One possibility, but not the encouraged solution - hopefully the need
for a patch would drive customers to buy the product. This approach
also fixes a few nightmarish logistical problems regarding handling
promoting fixes from product to project AND vice-versa. Add to that
problem the product code base probably won't 100% match the project
code base to begin with, and your brain really begins to hurt.
On Apr 23, 2009, at 10:38 AM, Larry O'Leary wrote:
I see. Makes complete sense. If I need a patch/fix for a release
of
the project then I would be responsible for building it myself.
On Thu, 2009-04-23 at 10:30 -0500, John Verhaeg wrote:
> What I'm really trying to address with the release version issue is
> the official direction that RedHat/JBoss have stated they want to go.
> No matter what we call it, be it an "update release" or "patch",
the
> direction is to not offer either of these in the project side of the
> world.
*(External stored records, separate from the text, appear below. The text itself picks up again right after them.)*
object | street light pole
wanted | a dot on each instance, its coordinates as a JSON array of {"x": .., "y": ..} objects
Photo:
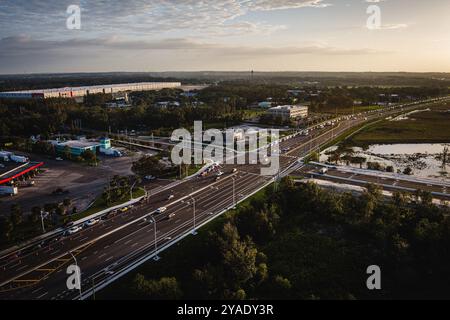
[
  {"x": 42, "y": 222},
  {"x": 194, "y": 232},
  {"x": 156, "y": 258},
  {"x": 234, "y": 192},
  {"x": 79, "y": 275}
]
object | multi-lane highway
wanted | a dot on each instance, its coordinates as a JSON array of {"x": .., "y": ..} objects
[{"x": 122, "y": 241}]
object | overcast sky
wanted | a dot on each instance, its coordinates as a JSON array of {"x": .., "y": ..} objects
[{"x": 186, "y": 35}]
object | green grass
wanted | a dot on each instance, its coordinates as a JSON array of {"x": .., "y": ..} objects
[
  {"x": 349, "y": 110},
  {"x": 185, "y": 253},
  {"x": 425, "y": 127},
  {"x": 100, "y": 204}
]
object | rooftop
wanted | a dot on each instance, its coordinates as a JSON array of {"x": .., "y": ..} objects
[{"x": 84, "y": 88}]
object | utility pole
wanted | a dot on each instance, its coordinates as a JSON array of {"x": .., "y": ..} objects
[
  {"x": 156, "y": 258},
  {"x": 79, "y": 275},
  {"x": 194, "y": 232},
  {"x": 234, "y": 193},
  {"x": 42, "y": 221}
]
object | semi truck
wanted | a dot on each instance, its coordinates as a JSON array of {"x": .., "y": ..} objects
[{"x": 18, "y": 159}]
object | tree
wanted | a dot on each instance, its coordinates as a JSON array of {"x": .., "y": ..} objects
[
  {"x": 89, "y": 156},
  {"x": 66, "y": 152},
  {"x": 16, "y": 215},
  {"x": 6, "y": 229},
  {"x": 238, "y": 256},
  {"x": 407, "y": 171},
  {"x": 163, "y": 289},
  {"x": 35, "y": 214}
]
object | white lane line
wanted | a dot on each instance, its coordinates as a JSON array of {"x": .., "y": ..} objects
[
  {"x": 21, "y": 268},
  {"x": 37, "y": 290},
  {"x": 42, "y": 295}
]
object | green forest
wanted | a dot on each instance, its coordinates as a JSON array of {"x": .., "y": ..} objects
[{"x": 302, "y": 242}]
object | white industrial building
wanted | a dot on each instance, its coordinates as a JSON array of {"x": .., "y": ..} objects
[
  {"x": 289, "y": 112},
  {"x": 72, "y": 92}
]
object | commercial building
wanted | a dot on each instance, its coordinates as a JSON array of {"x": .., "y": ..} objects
[
  {"x": 13, "y": 172},
  {"x": 73, "y": 92},
  {"x": 78, "y": 147},
  {"x": 289, "y": 112}
]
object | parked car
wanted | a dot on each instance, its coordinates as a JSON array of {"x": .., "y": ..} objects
[
  {"x": 73, "y": 230},
  {"x": 161, "y": 210},
  {"x": 91, "y": 222}
]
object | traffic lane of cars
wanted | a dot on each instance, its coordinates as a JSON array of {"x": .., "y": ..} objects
[
  {"x": 130, "y": 239},
  {"x": 71, "y": 241}
]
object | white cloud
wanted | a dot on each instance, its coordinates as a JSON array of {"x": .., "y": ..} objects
[{"x": 142, "y": 17}]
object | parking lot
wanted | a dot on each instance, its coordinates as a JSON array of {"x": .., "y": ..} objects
[{"x": 81, "y": 183}]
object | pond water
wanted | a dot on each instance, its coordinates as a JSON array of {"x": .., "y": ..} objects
[{"x": 424, "y": 158}]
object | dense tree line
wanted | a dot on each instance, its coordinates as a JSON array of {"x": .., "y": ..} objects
[{"x": 302, "y": 242}]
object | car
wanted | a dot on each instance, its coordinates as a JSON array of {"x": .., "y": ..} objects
[
  {"x": 69, "y": 224},
  {"x": 73, "y": 230},
  {"x": 59, "y": 192},
  {"x": 91, "y": 222},
  {"x": 161, "y": 210},
  {"x": 149, "y": 220}
]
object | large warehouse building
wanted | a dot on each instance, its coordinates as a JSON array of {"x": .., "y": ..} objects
[
  {"x": 84, "y": 91},
  {"x": 289, "y": 112}
]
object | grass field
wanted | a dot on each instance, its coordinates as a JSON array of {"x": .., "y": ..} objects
[
  {"x": 348, "y": 110},
  {"x": 100, "y": 205},
  {"x": 424, "y": 127}
]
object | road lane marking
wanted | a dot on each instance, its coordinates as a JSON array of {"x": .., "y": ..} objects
[
  {"x": 42, "y": 295},
  {"x": 21, "y": 268}
]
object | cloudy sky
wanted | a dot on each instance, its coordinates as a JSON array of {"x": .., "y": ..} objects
[{"x": 186, "y": 35}]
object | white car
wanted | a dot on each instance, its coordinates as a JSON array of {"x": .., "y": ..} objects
[
  {"x": 91, "y": 222},
  {"x": 73, "y": 230},
  {"x": 161, "y": 210}
]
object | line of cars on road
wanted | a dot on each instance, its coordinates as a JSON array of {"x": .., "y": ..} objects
[{"x": 72, "y": 229}]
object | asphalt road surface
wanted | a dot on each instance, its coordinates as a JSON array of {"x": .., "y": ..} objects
[{"x": 113, "y": 245}]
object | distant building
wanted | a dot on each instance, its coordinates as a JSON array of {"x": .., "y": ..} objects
[
  {"x": 74, "y": 92},
  {"x": 167, "y": 104},
  {"x": 265, "y": 104},
  {"x": 296, "y": 93},
  {"x": 78, "y": 147},
  {"x": 289, "y": 112},
  {"x": 120, "y": 100}
]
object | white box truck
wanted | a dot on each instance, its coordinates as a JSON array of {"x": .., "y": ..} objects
[{"x": 18, "y": 159}]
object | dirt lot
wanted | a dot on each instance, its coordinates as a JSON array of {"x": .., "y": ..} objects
[{"x": 84, "y": 183}]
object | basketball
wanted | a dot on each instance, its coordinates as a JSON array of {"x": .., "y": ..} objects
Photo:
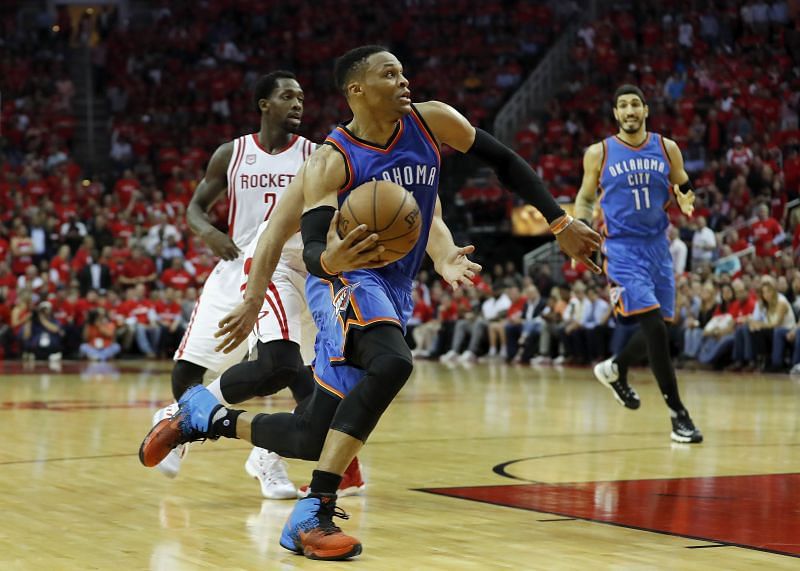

If something is broken in one release, the earliest time to
> see its fix will be the next minor release. I believe the rationale
> for this is partly to further the idea that if you really need patch-
> level support, buy the product.
>
> On Apr 23, 2009, at 10:27 AM, Larry O'Leary wrote:
>
>> ...
>> As for patch releases, your are correct, they shouldn't really be
>> done
>> but we shouldn't confuse a patch with a revision release. A 6.0.1
>> release would give us an opportunity to role critical usability and
>> execution bug fixes into an already released 6.0. We would think of
>> this as an update release and not a patch.